La Vie est belle (Life is Rosy) is a 1987 musical comedy directed by Mwezé Ngangura and Benoît Lamy. The film is set in Kinshasa's music scene and tells the rags-to-riches story of a poor village musician, played by Papa Wemba, who moves to the city hoping to build a successful music career.' Instead of focusing on the effects of colonialism, as many African films of the time did, La Vie est belle celebrates Congolese culture, music, and daily life in Kinshasa. The cast also includes Bibi Krubwa Landu, Landu Nzunzimbu Matshia, Kanku Kasongo, Lokinda Mengi, Feza Alfa, Pépé Kallé and Rody Emoro.

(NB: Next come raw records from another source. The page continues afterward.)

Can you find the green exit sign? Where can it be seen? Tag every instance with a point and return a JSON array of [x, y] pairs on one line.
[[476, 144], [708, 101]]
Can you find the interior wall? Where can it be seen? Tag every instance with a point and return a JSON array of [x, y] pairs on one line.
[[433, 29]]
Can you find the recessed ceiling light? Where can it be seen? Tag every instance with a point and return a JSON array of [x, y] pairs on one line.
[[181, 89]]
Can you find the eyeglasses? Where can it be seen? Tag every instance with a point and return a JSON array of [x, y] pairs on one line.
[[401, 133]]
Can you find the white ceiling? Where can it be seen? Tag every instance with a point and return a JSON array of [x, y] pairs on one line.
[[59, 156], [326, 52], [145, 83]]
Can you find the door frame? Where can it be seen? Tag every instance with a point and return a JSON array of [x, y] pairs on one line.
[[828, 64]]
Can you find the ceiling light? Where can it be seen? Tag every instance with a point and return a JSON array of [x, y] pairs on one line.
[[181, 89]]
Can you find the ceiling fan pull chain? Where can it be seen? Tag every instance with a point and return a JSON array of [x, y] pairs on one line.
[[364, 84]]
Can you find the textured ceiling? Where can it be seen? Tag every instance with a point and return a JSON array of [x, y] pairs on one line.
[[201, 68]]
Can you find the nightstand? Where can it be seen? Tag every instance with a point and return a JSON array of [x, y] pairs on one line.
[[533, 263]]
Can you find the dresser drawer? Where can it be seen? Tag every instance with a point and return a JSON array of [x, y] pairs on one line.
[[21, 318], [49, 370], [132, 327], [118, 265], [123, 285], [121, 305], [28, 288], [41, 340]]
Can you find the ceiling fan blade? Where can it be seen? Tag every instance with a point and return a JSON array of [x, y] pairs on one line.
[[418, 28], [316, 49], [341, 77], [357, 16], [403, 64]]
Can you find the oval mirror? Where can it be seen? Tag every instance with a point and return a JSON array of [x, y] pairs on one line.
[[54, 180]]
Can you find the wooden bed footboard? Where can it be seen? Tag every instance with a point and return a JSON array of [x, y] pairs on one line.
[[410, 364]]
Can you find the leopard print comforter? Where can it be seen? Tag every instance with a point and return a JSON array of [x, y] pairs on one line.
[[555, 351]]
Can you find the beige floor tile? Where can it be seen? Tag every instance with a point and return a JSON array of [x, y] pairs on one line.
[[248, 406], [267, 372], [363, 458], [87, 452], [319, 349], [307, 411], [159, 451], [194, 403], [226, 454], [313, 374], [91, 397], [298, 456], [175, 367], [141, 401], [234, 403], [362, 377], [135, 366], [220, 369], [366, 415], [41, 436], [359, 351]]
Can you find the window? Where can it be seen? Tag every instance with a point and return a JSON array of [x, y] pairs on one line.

Ngangura was inspired to make La vie est belle after attending the Panafrican Film and Television Festival of Ouagadougou, where his short film Kin-Kiesse (1983) won the award for Best Documentary. After watching many of the films shown at the festival, he believed that they did not speak directly to African audiences because they focused more on showing Africa than on telling stories about the lives of its people. He also drew ideas from comedy sketches that were regularly shown on national television and were popular because they focused on the daily experiences of ordinary people. Choosing Papa Wemba and music as the main focus was a deliberate decision to appeal to audiences in the Congo and throughout Africa, where Congolese musicians were among the continent's most popular performers.

== Plot ==

Kourou (played by Papa Wemba) goes from his village to Kinshasa, his heart full of dreams of music and success. The capital city of Zaire is then the center of "World Music". Once there, he falls in love with Kabibi, a virginal young woman who wants to be a secretary. Unfortunately Nvouandou, a club owner searching for a second wife, also wants to marry her. Will Nvouandou's first wife turn out to be the best ally for young Kourou?

== Cast ==

| Character | Actor |
|---|---|
| Kourou | Papa Wemba |
| Kabibi | Bibi Krubwa |
| Mamou | Landu Matshia Clementine |
| Nvouandou | Kanko Kasongo |
| Nzazi | Lokinda Feza |
| Mongali | Kalimazi Riva |
| Emoro | Himself |
| Pépé Kallé | Himself |

== Awards ==
- The Georges Delerue Prize of the Ghent International Film Festival (1987)
- Bronze Mask of Taormina International Film Festival.